To cut down the effect of following a snaking trail of competitors the organizers go to great lengths to mix the different courses up, giving different start points and times to teams. D Class was bused down the road to the Cluanie Inn and then the fun started.
This was our third mountain marathon together and we've managed to work out how not to 'debate' navigational 'choices' and how not to get too distracted by other teams. There's always the temptation to follow others or make your route choice fit what others seem to be doing. But you're never sure if people are on the same course as you or if they actually know anymore than you!! (most do though!)
Day 1 involved a few river crossings and lots of rocky contouring. Our biggest hill of the day was Beinn-an-t-Socaich, just short of a Munro but I'm not going to complain about not having enough ascent! The mid camp was bathed in sunshine when arrived. So with the tent up and food on the boil we got to stretch out and relax in the warm afternoon rays.
The atmosphere was friendly and it was great chatting to other teams and seeing the crazy routes that the tougher courses had taken. As the green sea of Terra Nova tents grew the temperature began to drop and competitors continued to run in. By 7pm the organizers announced the details for the following days 'chasing start'.
If you finish within 90 min of the course leader then you qualify for the 'chasing start'. This means you set of at intervals relating to your finish time, therefore who ever crosses the line first is the winner. To add to the excitement you have to wear a number so everyone can see where you are in the line up.
To our surprise we'd just managed to sneak into the 'chasing start' by about 2min! Neither of us wanted to risk embarrassment and be told that the numbers don't go down to 30 or that it was mistake, but encouraged by our neighbours we queued up and collected our number. A very proud moment! But now the pressure was on. As we were going to be one of the last teams in the staggered start we'd have the advantage of being able to see other competitors but also the worry of being shamefully late back to the event centre. Our plan was to try not to loose any places and savour the moment of actually being in the chasing start.
As is tradition we were woken up with the sound of bagpipes at early o'clock. I'd not slept that well due to being a little cold but despite that we both felt pretty good.
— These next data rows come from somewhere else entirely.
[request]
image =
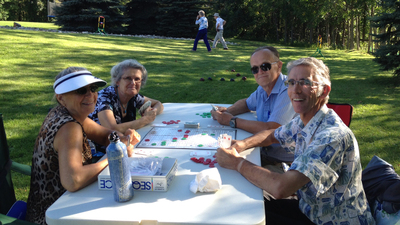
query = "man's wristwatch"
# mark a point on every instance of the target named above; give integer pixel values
(232, 123)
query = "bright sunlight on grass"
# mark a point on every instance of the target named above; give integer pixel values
(30, 61)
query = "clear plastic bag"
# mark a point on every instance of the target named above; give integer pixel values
(146, 166)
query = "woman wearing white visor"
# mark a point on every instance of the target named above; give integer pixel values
(62, 157)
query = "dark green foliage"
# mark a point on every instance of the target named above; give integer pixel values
(23, 10)
(83, 15)
(388, 54)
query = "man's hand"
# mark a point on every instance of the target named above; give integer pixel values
(223, 118)
(228, 158)
(239, 145)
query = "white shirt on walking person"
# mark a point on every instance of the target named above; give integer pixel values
(220, 23)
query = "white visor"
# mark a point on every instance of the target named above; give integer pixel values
(76, 80)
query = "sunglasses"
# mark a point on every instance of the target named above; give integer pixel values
(302, 82)
(84, 90)
(264, 67)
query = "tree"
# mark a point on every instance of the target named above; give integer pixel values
(82, 15)
(388, 54)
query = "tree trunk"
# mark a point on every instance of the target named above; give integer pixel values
(328, 38)
(344, 34)
(358, 32)
(351, 31)
(370, 44)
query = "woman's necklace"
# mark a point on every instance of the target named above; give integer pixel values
(121, 103)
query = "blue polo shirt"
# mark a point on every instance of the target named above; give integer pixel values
(277, 108)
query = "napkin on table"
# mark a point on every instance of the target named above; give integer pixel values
(208, 180)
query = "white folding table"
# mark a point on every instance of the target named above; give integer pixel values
(238, 202)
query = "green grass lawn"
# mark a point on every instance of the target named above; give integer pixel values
(30, 61)
(30, 24)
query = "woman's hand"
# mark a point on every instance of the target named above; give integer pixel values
(239, 145)
(131, 138)
(150, 114)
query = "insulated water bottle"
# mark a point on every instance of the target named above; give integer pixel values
(119, 169)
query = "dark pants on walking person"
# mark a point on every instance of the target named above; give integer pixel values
(201, 34)
(284, 211)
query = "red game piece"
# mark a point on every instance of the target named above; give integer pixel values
(208, 161)
(194, 159)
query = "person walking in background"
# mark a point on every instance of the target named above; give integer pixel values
(219, 25)
(202, 33)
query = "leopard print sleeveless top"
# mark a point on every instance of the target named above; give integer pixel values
(46, 185)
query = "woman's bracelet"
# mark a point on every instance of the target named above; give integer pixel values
(240, 165)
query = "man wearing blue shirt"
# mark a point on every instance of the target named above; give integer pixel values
(201, 19)
(270, 101)
(326, 171)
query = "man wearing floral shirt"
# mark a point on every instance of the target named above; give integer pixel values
(326, 171)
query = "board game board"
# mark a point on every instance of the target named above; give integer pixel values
(192, 138)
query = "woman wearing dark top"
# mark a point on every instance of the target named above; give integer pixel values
(116, 105)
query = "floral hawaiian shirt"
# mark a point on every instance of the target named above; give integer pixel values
(326, 151)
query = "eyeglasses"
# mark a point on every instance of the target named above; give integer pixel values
(129, 79)
(264, 67)
(301, 82)
(84, 90)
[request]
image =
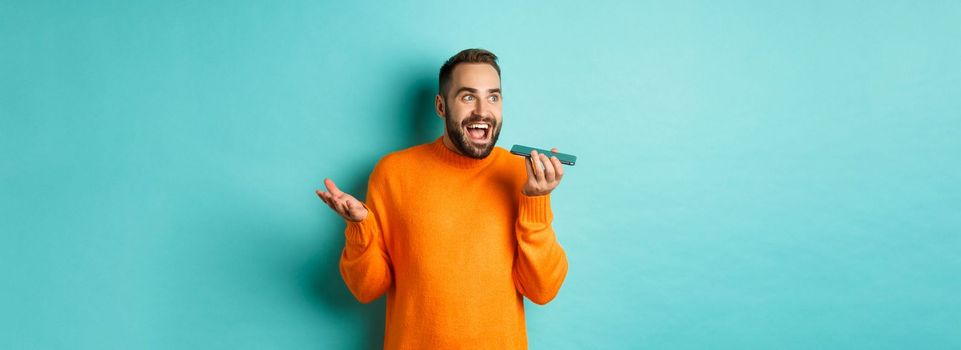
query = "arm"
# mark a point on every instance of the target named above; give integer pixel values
(540, 265)
(364, 263)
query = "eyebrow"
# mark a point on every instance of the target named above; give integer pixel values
(473, 90)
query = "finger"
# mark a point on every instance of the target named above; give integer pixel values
(345, 208)
(527, 165)
(548, 168)
(322, 196)
(538, 168)
(332, 187)
(558, 168)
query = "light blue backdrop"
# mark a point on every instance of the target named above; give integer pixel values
(751, 175)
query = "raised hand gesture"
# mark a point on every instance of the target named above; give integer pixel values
(344, 204)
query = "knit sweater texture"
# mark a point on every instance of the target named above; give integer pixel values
(456, 246)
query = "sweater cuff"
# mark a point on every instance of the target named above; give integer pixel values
(535, 208)
(360, 233)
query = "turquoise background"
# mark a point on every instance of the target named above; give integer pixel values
(751, 175)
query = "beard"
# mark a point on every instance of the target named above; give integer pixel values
(463, 142)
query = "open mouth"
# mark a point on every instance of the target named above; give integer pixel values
(479, 132)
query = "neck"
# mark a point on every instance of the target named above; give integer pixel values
(450, 145)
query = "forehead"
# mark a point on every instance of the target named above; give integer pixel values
(475, 75)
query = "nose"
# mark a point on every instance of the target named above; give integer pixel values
(482, 109)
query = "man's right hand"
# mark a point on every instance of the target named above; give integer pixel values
(344, 204)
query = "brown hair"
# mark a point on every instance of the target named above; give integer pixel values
(465, 56)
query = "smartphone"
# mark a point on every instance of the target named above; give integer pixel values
(526, 152)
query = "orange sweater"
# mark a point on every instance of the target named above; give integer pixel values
(455, 245)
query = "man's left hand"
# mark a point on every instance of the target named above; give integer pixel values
(543, 174)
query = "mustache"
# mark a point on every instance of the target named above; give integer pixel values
(473, 120)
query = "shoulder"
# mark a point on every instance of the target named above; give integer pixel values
(399, 161)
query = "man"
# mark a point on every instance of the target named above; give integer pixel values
(455, 231)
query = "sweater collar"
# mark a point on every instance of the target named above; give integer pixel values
(458, 160)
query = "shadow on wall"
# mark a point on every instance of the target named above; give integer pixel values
(422, 126)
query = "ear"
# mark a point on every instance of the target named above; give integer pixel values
(439, 106)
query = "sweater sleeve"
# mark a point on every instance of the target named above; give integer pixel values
(364, 262)
(540, 265)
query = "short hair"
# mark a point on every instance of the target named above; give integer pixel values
(465, 56)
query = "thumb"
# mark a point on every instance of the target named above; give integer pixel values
(331, 187)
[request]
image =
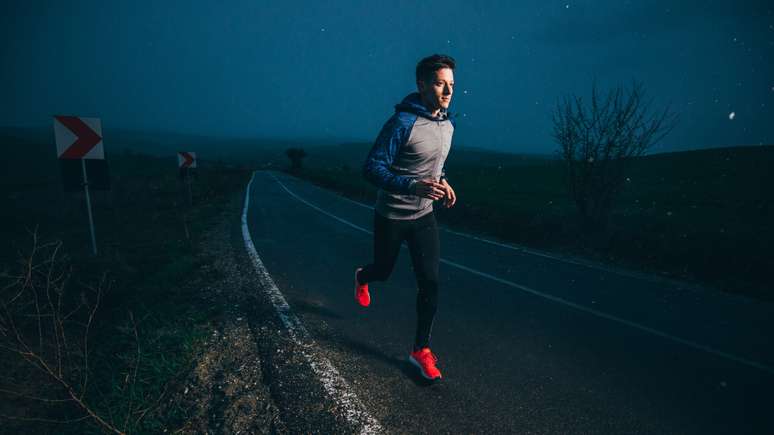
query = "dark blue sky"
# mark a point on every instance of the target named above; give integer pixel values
(335, 69)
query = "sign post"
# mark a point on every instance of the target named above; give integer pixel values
(80, 139)
(186, 161)
(88, 207)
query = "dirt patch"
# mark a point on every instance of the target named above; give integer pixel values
(226, 391)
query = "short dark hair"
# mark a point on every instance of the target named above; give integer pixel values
(427, 67)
After braving the trench toilets it was time to line up and start 'racing'.
On reaching the first check point D28 came over a hill from a totally different direction to us. This would set the mood for the follow hours. We constantly leap frogged each other and would often loose sight as we would chose to contour and they opted for the up and over. Two hours in we passed D26, we couldn't believe it, we were actually racing in a mountain marathon, and it felt fantastic.
We were feeling confident that we'd gained a few places and would be able to finish before D28 who by this time had become our main competition. It didn't matter that neither of us were on for a podium position, we were in our own race within a race. Then the realisation that we'd made a crucial error. The same error that we made last year in fact. We'd incorrectly marked the final check point and were over 400m metres out.
D28 confidently ran passed us as we re-marked and double checked the grid reference. It was hot and we had both been popping glucose tabs for the past 45 mins. The final decent had turned our legs to jelly. Salt was stinging our faces and we had no water left. It was less than a mile to the finish and our competition was still within sight.
That's when my competitive streak kicked into over drive. I grabbed Jane's hand and literally dragged her towards the finish. We managed to catch them and as we passed I think Jeremy (D28) wanted to do the same with Johanna (D28). He obviously thought better of it. I on the other hand was willing to risk my relationship to gain that extra place!! Jane thanked me afterwards.....
We crossed the line in 24/106 place and 5/20 female team. An unexpected result and we couldn't be more pleased. We sat with Jeremy and Johanna scoffing complementary Wilfs and dissecting our personal race. Thanks to them for great running on the Sunday and thanks to the LAMM team for another excellent event.